Como essas pequenas coisas me trazem memórias, cara. As sensações, vontades que já se foram e fazem-me sentir com mais idade do que tenho, mais sabedoria, vivência do que consigo me lembrar. Parece tudo tão real. As fantasias, os sonhos sem pretensão, o mínimo desejo de sair, sair e viver de uma vez.

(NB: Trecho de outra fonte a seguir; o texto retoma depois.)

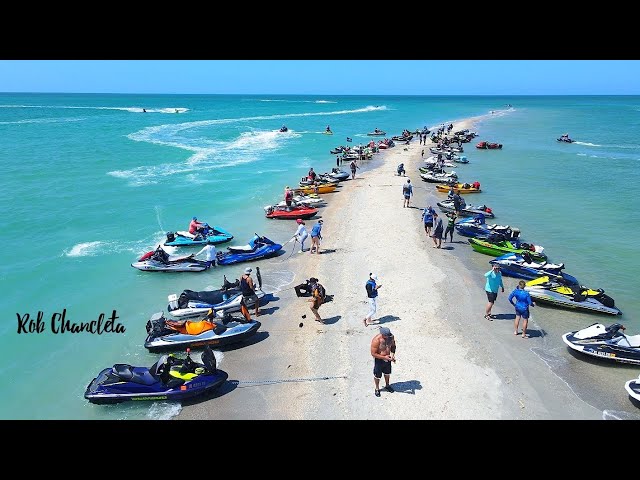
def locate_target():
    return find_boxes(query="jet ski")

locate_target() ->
[167,267,265,318]
[327,167,351,182]
[624,377,640,402]
[264,205,318,220]
[164,223,233,247]
[455,215,520,240]
[467,233,547,262]
[562,323,640,365]
[144,303,260,352]
[489,252,579,285]
[84,345,229,404]
[420,167,458,183]
[436,200,495,218]
[131,246,209,272]
[524,275,622,315]
[216,233,282,265]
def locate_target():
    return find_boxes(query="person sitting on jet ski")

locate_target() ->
[189,217,204,235]
[151,245,169,263]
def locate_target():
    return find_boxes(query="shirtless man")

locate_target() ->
[371,327,396,397]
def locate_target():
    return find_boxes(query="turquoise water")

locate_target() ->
[0,94,640,419]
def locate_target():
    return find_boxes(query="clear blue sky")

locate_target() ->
[0,60,640,95]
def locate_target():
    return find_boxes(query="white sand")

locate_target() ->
[177,119,602,419]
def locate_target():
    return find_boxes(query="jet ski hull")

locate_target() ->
[144,321,261,352]
[84,346,229,404]
[167,289,265,318]
[562,323,640,365]
[164,226,233,247]
[624,377,640,402]
[131,259,209,272]
[525,286,622,315]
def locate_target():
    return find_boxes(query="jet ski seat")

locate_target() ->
[618,335,640,348]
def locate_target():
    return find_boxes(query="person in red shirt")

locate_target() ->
[189,217,204,235]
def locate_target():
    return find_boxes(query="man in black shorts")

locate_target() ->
[371,327,396,397]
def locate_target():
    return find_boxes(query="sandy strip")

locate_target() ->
[177,119,602,419]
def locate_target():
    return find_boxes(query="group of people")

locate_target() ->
[484,264,535,338]
[291,218,324,254]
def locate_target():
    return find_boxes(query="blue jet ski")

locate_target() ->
[489,252,579,285]
[455,214,520,240]
[84,345,229,404]
[217,233,282,265]
[164,223,233,247]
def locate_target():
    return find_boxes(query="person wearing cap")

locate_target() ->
[349,159,360,180]
[240,267,260,317]
[432,212,444,248]
[194,243,217,267]
[484,264,504,321]
[293,277,318,297]
[293,218,309,253]
[309,220,324,253]
[364,273,382,327]
[189,217,204,235]
[402,178,413,207]
[508,280,536,338]
[371,327,396,397]
[284,185,293,208]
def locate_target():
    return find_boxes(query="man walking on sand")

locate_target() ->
[371,327,396,397]
[402,178,413,207]
[364,273,382,327]
[484,264,504,321]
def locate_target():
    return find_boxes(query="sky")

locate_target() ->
[0,60,640,95]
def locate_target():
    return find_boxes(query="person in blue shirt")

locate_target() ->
[364,273,382,327]
[402,178,413,207]
[509,280,535,338]
[422,205,436,237]
[309,220,322,253]
[484,265,504,321]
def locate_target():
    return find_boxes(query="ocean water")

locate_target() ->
[0,94,640,419]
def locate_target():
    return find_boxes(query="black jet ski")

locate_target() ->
[144,302,260,352]
[167,267,265,318]
[84,345,229,404]
[131,247,209,272]
[562,323,640,365]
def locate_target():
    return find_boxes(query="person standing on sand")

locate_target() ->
[444,212,458,243]
[484,265,504,321]
[402,178,413,207]
[284,185,293,209]
[240,267,260,317]
[510,280,536,338]
[293,218,309,253]
[422,205,436,237]
[309,279,326,323]
[433,212,444,248]
[349,160,360,180]
[364,273,382,327]
[309,220,323,253]
[371,327,396,397]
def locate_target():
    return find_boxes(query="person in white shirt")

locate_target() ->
[194,244,216,267]
[293,218,309,253]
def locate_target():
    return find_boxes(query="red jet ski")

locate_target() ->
[264,205,318,220]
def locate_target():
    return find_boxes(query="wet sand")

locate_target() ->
[176,119,602,420]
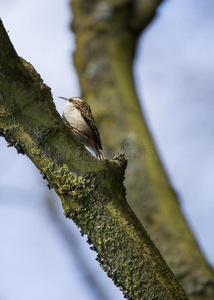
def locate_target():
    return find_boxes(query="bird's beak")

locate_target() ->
[58,97,68,100]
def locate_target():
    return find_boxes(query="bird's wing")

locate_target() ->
[75,101,102,150]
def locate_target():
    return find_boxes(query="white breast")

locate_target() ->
[63,101,89,132]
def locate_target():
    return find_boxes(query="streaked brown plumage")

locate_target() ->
[60,97,105,159]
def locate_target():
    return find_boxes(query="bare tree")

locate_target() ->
[71,0,214,299]
[0,18,187,300]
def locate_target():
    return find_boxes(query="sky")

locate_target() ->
[0,0,214,300]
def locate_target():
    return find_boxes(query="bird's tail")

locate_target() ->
[96,148,106,159]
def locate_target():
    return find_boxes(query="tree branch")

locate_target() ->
[0,22,187,300]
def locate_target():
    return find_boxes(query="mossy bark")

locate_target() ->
[71,0,214,300]
[0,21,190,300]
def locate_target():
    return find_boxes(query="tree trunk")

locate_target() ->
[71,0,214,300]
[0,21,187,300]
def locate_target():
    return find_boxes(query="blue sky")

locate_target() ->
[0,0,214,300]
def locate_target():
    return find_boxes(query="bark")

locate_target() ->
[71,0,214,300]
[0,21,187,300]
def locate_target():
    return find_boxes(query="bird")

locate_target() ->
[59,97,105,160]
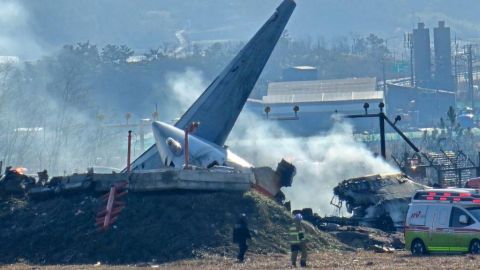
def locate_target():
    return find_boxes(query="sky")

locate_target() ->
[0,0,480,59]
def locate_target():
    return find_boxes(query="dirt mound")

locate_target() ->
[0,192,341,264]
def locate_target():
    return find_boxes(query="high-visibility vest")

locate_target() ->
[288,226,304,245]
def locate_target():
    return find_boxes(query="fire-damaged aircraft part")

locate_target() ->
[333,173,429,230]
[127,0,296,171]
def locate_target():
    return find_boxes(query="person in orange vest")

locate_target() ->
[288,214,308,267]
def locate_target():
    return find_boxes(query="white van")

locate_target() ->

Tudo isso já se foi de mim, mas de vez em quando ainda vem e bate na porta, surge no batente da janela e me chama para brincar. Para lembrar, para acreditar que sim, quem sabe ainda há um resquício de toda aquela vida em mim. É como se tivesse mil vidas, mil dores e desamores enterrados comigo, que me impedissem de sair, andar, correr, bailar, conhecer esse mundo, essa gente, essas cores que existem além do que consigo ver daqui. Ah, como gostaria que isso fosse verdade. Que ainda pudesse carregar comigo tudo aquilo, aquela crença indestrutível que tudo ainda pode e irá acontecer, que eu ainda tenho muito o que viver, possuir, ser por aqui. Ser para ti. Quem dera conseguir ainda ter essa ingenuidade, essa ignorância quanto a verdade e sim, deixar tu entrar por aqui, minhas portas, minhas deixas de quem ainda pode tem o que sentir, oferecer, exibir, ostentar de alegria, de vida, de mim. Mas eu sei que não, que isso há muito se fora e agora só me resta o sonhar, o querer escondida, a provação de não poder contar para ninguém. Se eu te amo, esse amor não sairá daqui, eu te garanto. Tu nunca saberás, nunca nem ao menos me verá te olhando de longe, sentirá meu toque, ouvirá alguma verdade na minha voz. Não, por mais que eu queira tudo isso, acreditar, esperar alguma poesia, alguma beleza mesmo que mísera no hoje, isso já se foi. Não consigo mais ter essa inocência, sei do que sou feita e o que jamais seria para você. Então só deixa eu te querer de longe, sonhar e te possuir aqui, na surdida, no escombro do teu salão.

Deixa eu só lembrar de como era bom ainda ser assim, presente e pronta para amar. Para ser, pertencer e deslumbrar os olhos alheios, os que me dessem a chance de mostrar o que tinha em mim, mas há muito já foi-se embora, me deixou vazia, largada, só esperando uma desculpa para mentir e fingir para mim mesma, me dizer que ainda há tempo de recuperar tudo aquilo, ser capaz de sentir e expressar-me para ti mais uma vez.